FAQ : Vos questions sur le Papillomavirus

1. Est-ce que le papillomavirus se soigne naturellement ?

Oui, dans la grande majorité des cas. Le système immunitaire élimine spontanément l'infection dans un délai de 1 à 2 ans, sans laisser de séquelles. C'est le scénario le plus fréquent (environ 90% des infections).

2. Je suis vacciné(e), dois-je quand même faire des frottis de dépistage ?

Absolument. Le vaccin protège contre les principaux HPV à haut risque, mais pas contre tous. Le dépistage reste indispensable pour surveiller une éventuelle infection par un type non couvert par le vaccin.

3. Mon partenaire a des verrues génitales, suis-je forcément infecté(e) ?

Le risque de transmission est très élevé en cas de contact direct avec les lésions. Cependant, il est possible d'être porteur du virus sans symptômes (portage latent) ou de développer des verrues plus tard. Une consultation médicale et l'utilisation systématique du préservatif sont recommandées.

4. Un test HPV positif signifie-t-il que j'aurai un cancer ?

Non, loin de là. Un test positif indique une infection actuelle par un HPV à haut risque. La grande majorité de ces infections seront éliminées naturellement. Le test déclenche une surveillance renforcée (frottis de contrôle) pour vérifier que l'infection ne persiste pas et ne cause pas de lésions cellulaires.

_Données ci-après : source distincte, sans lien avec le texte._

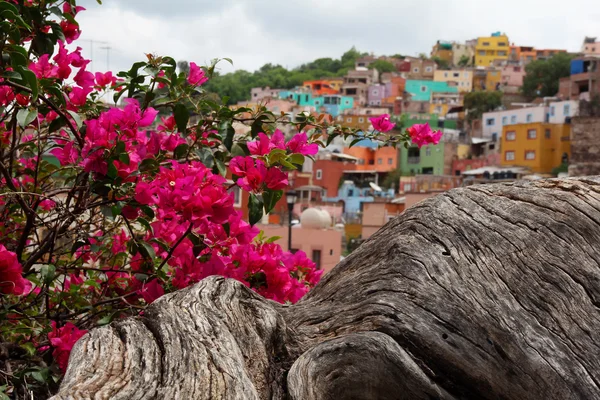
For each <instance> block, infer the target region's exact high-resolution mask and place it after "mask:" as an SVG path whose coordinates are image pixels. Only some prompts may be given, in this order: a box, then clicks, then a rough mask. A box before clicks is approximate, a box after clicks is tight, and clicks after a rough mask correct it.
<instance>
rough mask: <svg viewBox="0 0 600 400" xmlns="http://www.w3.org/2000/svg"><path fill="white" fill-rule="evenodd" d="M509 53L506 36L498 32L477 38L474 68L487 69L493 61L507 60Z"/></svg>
mask: <svg viewBox="0 0 600 400" xmlns="http://www.w3.org/2000/svg"><path fill="white" fill-rule="evenodd" d="M509 51H510V46H509V41H508V36H506V35H505V34H500V32H496V33H492V35H491V36H484V37H479V38H477V45H476V46H475V66H477V67H480V66H481V67H489V66H490V65H492V64H493V63H494V61H495V60H508V52H509Z"/></svg>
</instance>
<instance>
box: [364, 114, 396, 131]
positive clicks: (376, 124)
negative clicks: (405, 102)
mask: <svg viewBox="0 0 600 400" xmlns="http://www.w3.org/2000/svg"><path fill="white" fill-rule="evenodd" d="M369 121H371V124H372V125H373V129H375V130H376V131H379V132H384V133H385V132H389V131H391V130H392V129H394V126H396V124H395V123H393V122H391V121H390V115H389V114H383V115H380V116H379V117H371V118H369Z"/></svg>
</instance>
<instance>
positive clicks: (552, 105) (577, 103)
mask: <svg viewBox="0 0 600 400" xmlns="http://www.w3.org/2000/svg"><path fill="white" fill-rule="evenodd" d="M578 113H579V102H578V101H577V100H566V101H557V102H556V103H550V123H552V124H564V123H566V121H567V118H571V117H574V116H576V115H577V114H578Z"/></svg>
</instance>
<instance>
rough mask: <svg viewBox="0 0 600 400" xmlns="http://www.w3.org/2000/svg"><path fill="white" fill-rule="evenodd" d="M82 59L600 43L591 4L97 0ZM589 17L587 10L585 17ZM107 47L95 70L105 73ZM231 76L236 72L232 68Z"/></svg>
mask: <svg viewBox="0 0 600 400" xmlns="http://www.w3.org/2000/svg"><path fill="white" fill-rule="evenodd" d="M81 3H82V5H84V6H85V7H86V8H88V10H87V11H85V12H83V13H81V14H80V16H79V21H80V24H81V28H82V30H83V34H82V37H81V39H82V41H81V42H80V43H79V45H80V46H81V47H83V48H84V52H85V55H87V56H89V55H90V51H89V50H90V48H91V46H90V43H89V42H85V41H83V40H96V41H106V42H108V43H109V45H110V46H111V47H112V49H111V51H110V58H111V61H110V64H111V65H110V67H111V69H113V70H121V69H126V68H127V67H128V66H130V65H131V64H132V63H133V62H134V61H138V60H143V59H144V53H148V52H154V53H157V54H161V55H170V56H172V57H174V58H175V59H176V60H188V61H196V62H198V63H208V62H209V61H210V60H211V59H212V58H216V57H219V58H222V57H230V58H232V59H233V61H234V63H235V67H236V68H241V69H247V70H255V69H258V68H260V66H262V65H264V64H266V63H273V64H281V65H284V66H287V67H290V68H291V67H295V66H297V65H299V64H301V63H303V62H308V61H311V60H313V59H315V58H318V57H339V56H341V54H342V53H343V52H344V51H346V50H348V49H349V48H350V47H352V46H356V47H357V48H358V49H359V50H361V51H369V52H374V53H376V54H395V53H401V54H408V55H414V54H416V53H421V52H423V53H429V51H430V50H431V47H432V45H433V44H434V43H435V41H436V40H438V39H444V40H458V41H464V40H467V39H471V38H474V37H477V36H482V35H488V34H490V33H491V32H494V31H502V32H506V33H507V34H508V35H509V38H510V41H511V42H514V43H516V44H521V45H531V46H535V47H538V48H566V49H568V50H570V51H577V50H578V49H579V47H580V43H581V41H582V39H583V36H585V35H592V36H593V35H598V36H600V28H599V27H598V24H597V21H598V19H600V9H598V8H597V7H596V5H595V1H594V0H572V1H570V2H569V3H568V4H566V3H564V2H563V1H559V0H546V1H545V2H544V3H543V4H541V3H540V1H539V0H504V1H502V2H491V1H481V0H453V1H447V0H443V1H442V0H402V1H398V0H370V1H363V0H285V1H281V0H220V1H216V2H215V1H208V0H172V1H170V2H165V1H164V0H104V5H103V6H98V5H96V4H95V1H94V0H84V1H82V2H81ZM582 10H585V12H582ZM101 46H103V45H99V44H96V45H95V46H94V59H95V60H96V62H95V64H94V65H93V68H94V69H95V70H104V69H106V61H105V59H106V52H105V50H101V49H100V47H101ZM222 67H223V69H224V70H225V71H228V70H231V67H229V66H228V65H226V64H223V65H222Z"/></svg>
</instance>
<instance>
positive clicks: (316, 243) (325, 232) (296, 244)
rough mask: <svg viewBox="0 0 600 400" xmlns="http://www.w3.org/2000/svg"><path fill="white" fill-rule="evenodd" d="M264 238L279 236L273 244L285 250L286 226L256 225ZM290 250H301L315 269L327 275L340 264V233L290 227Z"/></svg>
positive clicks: (341, 237) (286, 236)
mask: <svg viewBox="0 0 600 400" xmlns="http://www.w3.org/2000/svg"><path fill="white" fill-rule="evenodd" d="M257 227H258V228H259V229H260V230H262V231H264V233H265V236H267V237H273V236H279V237H280V238H279V239H277V241H276V242H275V243H277V244H279V245H280V246H281V247H282V248H283V249H285V250H287V243H288V226H287V225H284V226H281V225H260V224H259V225H257ZM292 249H294V250H302V251H303V252H305V253H306V255H307V256H308V258H310V259H311V260H313V261H314V263H315V264H317V268H319V269H322V270H323V271H324V273H328V272H329V271H331V270H332V269H333V267H335V266H336V265H337V264H338V263H339V262H340V257H341V255H342V233H341V232H339V231H337V230H334V229H331V228H330V229H314V228H303V227H298V226H294V227H292Z"/></svg>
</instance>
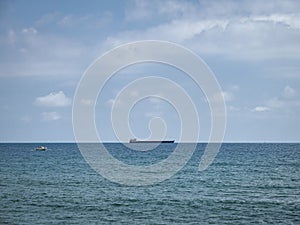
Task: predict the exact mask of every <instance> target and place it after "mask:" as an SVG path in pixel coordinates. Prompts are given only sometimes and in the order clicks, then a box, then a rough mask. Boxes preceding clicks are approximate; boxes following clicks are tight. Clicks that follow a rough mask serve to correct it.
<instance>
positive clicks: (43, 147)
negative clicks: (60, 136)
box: [35, 146, 47, 151]
mask: <svg viewBox="0 0 300 225" xmlns="http://www.w3.org/2000/svg"><path fill="white" fill-rule="evenodd" d="M35 150H37V151H46V150H47V147H46V146H39V147H36V148H35Z"/></svg>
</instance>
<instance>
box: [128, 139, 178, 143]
mask: <svg viewBox="0 0 300 225" xmlns="http://www.w3.org/2000/svg"><path fill="white" fill-rule="evenodd" d="M129 143H174V140H171V141H170V140H168V141H139V140H136V138H133V139H130V140H129Z"/></svg>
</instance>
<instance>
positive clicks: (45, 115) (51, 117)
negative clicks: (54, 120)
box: [41, 112, 61, 121]
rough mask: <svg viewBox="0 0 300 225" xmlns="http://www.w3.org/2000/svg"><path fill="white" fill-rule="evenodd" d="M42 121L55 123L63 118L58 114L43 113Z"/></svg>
mask: <svg viewBox="0 0 300 225" xmlns="http://www.w3.org/2000/svg"><path fill="white" fill-rule="evenodd" d="M41 116H42V120H44V121H54V120H59V119H60V118H61V117H60V115H59V113H57V112H42V113H41Z"/></svg>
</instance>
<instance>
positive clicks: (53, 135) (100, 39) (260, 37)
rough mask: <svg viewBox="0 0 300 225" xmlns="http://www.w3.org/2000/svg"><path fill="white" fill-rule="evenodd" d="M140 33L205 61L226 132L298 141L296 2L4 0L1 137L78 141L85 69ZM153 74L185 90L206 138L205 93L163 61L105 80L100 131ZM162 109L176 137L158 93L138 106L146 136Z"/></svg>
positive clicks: (131, 41)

5. Peut-on attraper le HPV avec des sextoys ?

Oui, c'est théoriquement possible si le sextoy est partagé sans protection (préservatif dédié) entre partenaires, car le virus peut survivre un temps sur les surfaces. La règle d'hygiène fondamentale est de ne pas partager un sextoy sans l'avoir nettoyé selon les instructions du fabricant et/ou d'utiliser un nouveau préservatif à chaque changement de partenaire ou d'orifice. Une bonne hygiène intime et de vos accessoires est un pilier du bien-être sexuel.

6. J'ai plus de 30 ans et ne suis pas vacciné(e), est-ce trop tard ?

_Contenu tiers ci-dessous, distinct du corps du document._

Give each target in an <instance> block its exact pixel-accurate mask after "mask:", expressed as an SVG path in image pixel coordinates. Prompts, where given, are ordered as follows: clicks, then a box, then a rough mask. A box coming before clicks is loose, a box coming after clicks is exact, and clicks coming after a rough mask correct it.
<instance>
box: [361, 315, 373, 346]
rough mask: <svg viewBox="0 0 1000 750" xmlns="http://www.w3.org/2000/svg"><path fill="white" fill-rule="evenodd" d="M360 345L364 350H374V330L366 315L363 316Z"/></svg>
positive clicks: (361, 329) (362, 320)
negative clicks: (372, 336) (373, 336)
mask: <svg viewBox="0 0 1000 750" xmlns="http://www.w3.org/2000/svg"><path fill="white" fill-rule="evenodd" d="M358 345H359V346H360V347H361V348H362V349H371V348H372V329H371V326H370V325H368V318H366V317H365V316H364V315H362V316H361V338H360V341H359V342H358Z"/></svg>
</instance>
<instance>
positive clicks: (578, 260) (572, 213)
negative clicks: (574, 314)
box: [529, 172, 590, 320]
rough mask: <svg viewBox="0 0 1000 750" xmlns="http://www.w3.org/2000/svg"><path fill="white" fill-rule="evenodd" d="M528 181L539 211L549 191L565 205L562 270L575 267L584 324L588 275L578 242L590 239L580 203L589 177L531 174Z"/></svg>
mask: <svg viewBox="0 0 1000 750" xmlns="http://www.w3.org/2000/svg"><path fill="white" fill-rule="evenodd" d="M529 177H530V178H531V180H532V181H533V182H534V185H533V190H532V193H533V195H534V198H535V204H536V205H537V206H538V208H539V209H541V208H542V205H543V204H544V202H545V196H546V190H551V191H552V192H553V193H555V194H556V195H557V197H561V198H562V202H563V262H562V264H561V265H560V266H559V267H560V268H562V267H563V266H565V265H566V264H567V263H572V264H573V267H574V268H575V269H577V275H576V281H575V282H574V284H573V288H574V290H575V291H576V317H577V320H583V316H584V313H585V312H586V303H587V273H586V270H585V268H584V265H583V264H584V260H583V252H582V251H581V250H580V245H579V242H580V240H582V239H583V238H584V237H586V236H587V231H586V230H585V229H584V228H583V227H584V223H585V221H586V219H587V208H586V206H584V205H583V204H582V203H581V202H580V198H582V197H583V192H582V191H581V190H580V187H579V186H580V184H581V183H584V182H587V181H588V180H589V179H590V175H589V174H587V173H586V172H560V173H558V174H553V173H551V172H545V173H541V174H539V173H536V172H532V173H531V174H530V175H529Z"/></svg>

La vaccination reste possible et peut être bénéfique jusqu'à 26 ans (et au-delà pour certains publics à risque, sur avis médical). Même si vous avez pu être exposé(e) à certains types de HPV, le vaccin peut vous protéger contre les autres types que vous n'auriez pas encore rencontrés. Parlez-en à votre médecin.

7. Le HPV peut-il affecter la fertilité ?

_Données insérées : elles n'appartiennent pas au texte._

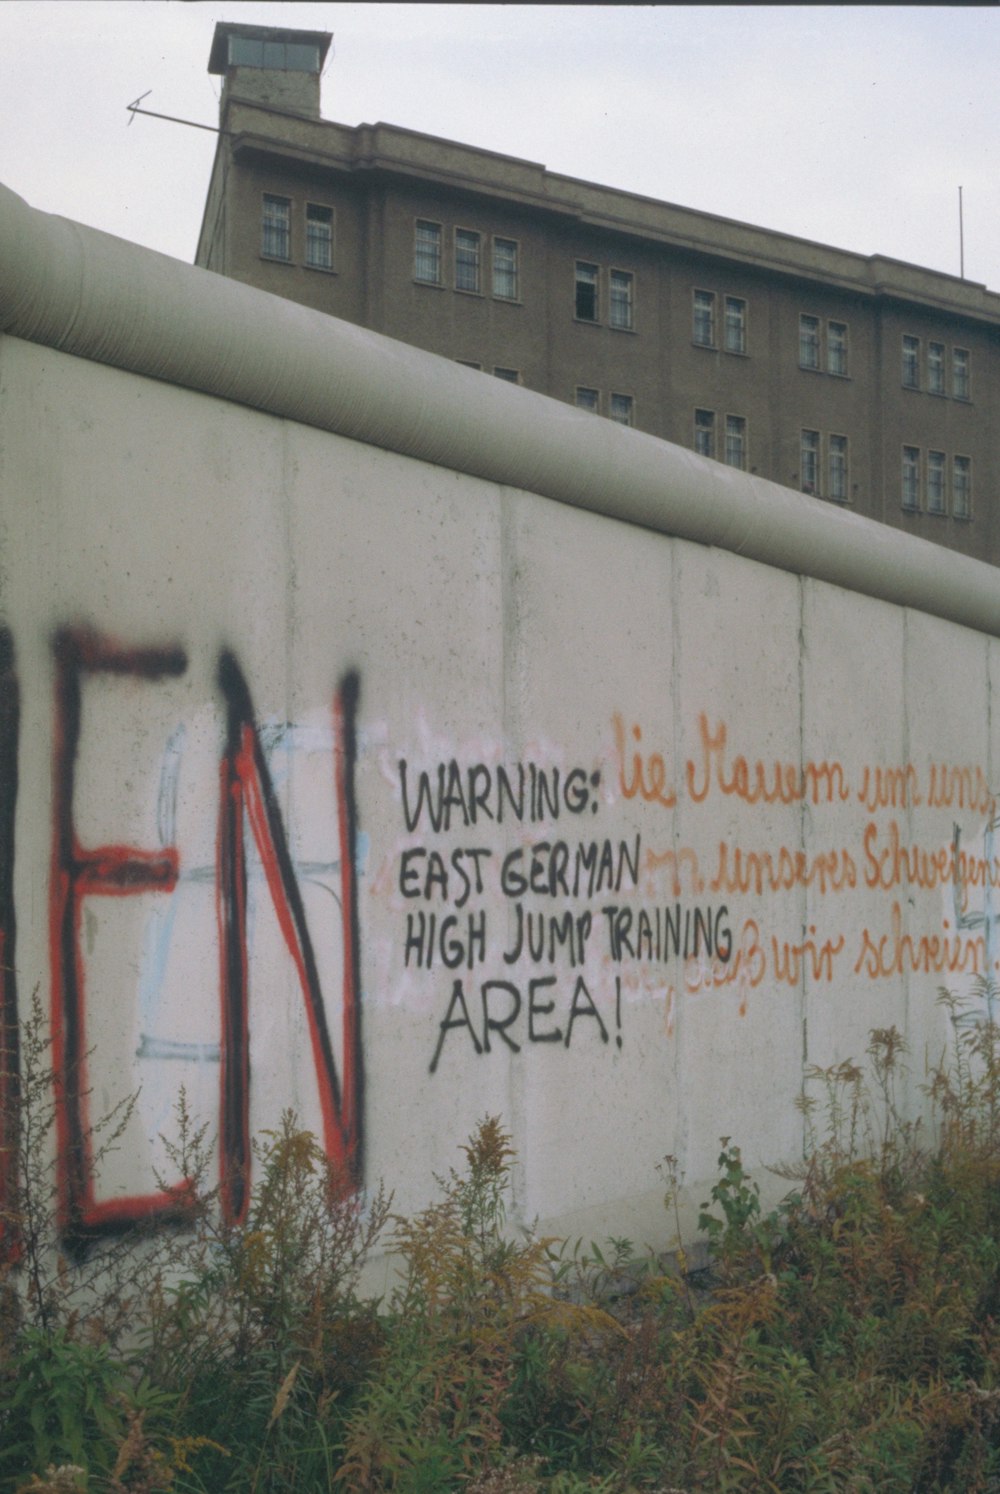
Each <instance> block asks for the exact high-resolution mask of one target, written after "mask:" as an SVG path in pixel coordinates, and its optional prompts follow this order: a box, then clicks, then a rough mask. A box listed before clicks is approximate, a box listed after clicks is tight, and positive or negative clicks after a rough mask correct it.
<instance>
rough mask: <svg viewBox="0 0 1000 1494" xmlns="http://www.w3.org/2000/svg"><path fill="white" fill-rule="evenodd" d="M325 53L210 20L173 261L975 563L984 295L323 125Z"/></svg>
mask: <svg viewBox="0 0 1000 1494" xmlns="http://www.w3.org/2000/svg"><path fill="white" fill-rule="evenodd" d="M329 42H330V37H329V36H327V34H326V33H305V31H286V30H275V28H265V27H251V25H241V24H227V22H221V24H220V25H217V28H215V39H214V45H212V54H211V58H209V70H211V72H214V73H218V75H220V76H221V78H223V96H221V114H220V139H218V148H217V155H215V164H214V170H212V179H211V185H209V191H208V199H206V206H205V217H203V224H202V233H200V239H199V247H197V255H196V263H197V264H200V266H205V267H208V269H211V270H217V272H218V273H223V275H229V276H233V278H236V279H241V281H245V282H248V284H251V285H257V287H260V288H262V290H268V291H272V293H275V294H280V296H287V297H290V299H293V300H297V302H302V303H303V305H308V306H312V308H315V309H317V311H323V312H327V314H330V315H335V317H341V318H344V320H347V321H353V323H357V324H360V326H365V327H371V329H372V330H375V332H381V333H386V335H387V336H392V338H398V339H402V341H405V342H411V344H416V345H417V347H420V348H425V350H428V351H430V353H436V354H441V356H442V357H447V359H451V360H456V362H459V363H465V365H468V366H469V368H472V369H480V371H483V372H484V373H489V375H496V376H499V378H505V379H511V381H516V382H519V384H523V385H525V387H526V388H531V390H535V391H538V393H543V394H549V396H553V397H555V399H559V400H564V402H567V403H571V405H577V406H581V408H584V409H590V411H593V412H595V414H596V415H601V417H605V418H611V420H617V421H622V423H623V424H631V426H635V427H637V429H640V430H647V432H650V433H652V435H655V436H661V438H664V439H667V441H673V442H676V444H679V445H682V447H688V448H691V450H694V451H698V453H701V454H703V456H707V457H712V459H714V460H717V462H726V463H729V465H732V466H737V468H743V469H746V471H749V472H756V474H759V475H761V477H767V478H770V480H773V481H776V483H782V484H783V486H788V487H792V489H797V490H800V492H803V493H806V495H810V496H815V498H819V499H825V500H830V502H836V503H842V505H845V506H849V508H852V509H855V511H857V512H859V514H864V515H867V517H871V518H876V520H880V521H883V523H888V524H894V526H897V527H900V529H903V530H906V532H909V533H913V535H919V536H924V538H927V539H933V541H937V542H939V544H945V545H949V547H951V548H955V550H960V551H963V553H966V554H972V556H976V557H979V559H985V560H991V562H994V563H996V562H1000V515H999V512H997V503H996V500H994V495H997V492H999V489H1000V456H999V453H997V444H996V438H994V432H996V429H997V415H999V414H1000V294H997V293H994V291H990V290H987V288H985V287H984V285H979V284H975V282H970V281H964V279H958V278H955V276H951V275H943V273H939V272H936V270H928V269H921V267H916V266H912V264H904V263H901V261H897V260H889V258H883V257H879V255H874V257H867V255H861V254H852V252H848V251H843V249H834V248H828V247H824V245H818V244H810V242H807V241H803V239H795V238H789V236H786V235H780V233H774V232H770V230H765V229H758V227H752V226H747V224H741V223H734V221H729V220H725V218H719V217H713V215H710V214H703V212H695V211H692V209H688V208H679V206H676V205H671V203H662V202H656V200H652V199H647V197H638V196H634V194H631V193H622V191H616V190H614V188H610V187H601V185H596V184H593V182H583V181H575V179H572V178H568V176H561V175H558V173H555V172H550V170H547V169H546V167H544V166H541V164H537V163H534V161H523V160H517V158H511V157H505V155H498V154H493V152H490V151H481V149H475V148H472V146H468V145H460V143H457V142H453V140H441V139H435V137H432V136H426V134H420V133H416V131H413V130H404V128H398V127H395V125H387V124H375V125H369V124H362V125H357V127H348V125H342V124H336V123H333V121H327V120H323V118H320V73H321V67H323V63H324V58H326V51H327V48H329Z"/></svg>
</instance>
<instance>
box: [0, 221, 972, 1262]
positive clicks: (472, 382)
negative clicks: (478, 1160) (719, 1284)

L'infection par le HPV en elle-même n'affecte pas directement la fertilité. En revanche, les traitements des lésions précancéreuses étendues ou répétées (comme les conisations profondes) peuvent, dans de rares cas, fragiliser le col de l'utérus et augmenter le risque de fausse couche tardive ou d'accouchement prématuré. C'est une raison supplémentaire de privilégier la prévention (vaccination) et le dépistage précoce pour traiter des lésions mineures.

8. Hommes et HPV : quels risques et quel dépistage ?

Les hommes sont autant porteurs et transmetteurs du virus que les femmes. Ils peuvent développer des verrues génitales et sont à risque de cancers de l'anus, de l'oropharynx et du pénis. Il n'existe pas de test de dépistage standardisé pour les hommes. La prévention repose sur la vaccination des garçons et la consultation en cas de symptômes (lésions, plaques, saignements).


Sources et références

Cet article a un but informatif et ne saurait se substituer à l'avis d'un professionnel de santé. Consultez toujours votre médecin, gynécologue ou sage-femme pour toute question concernant votre santé.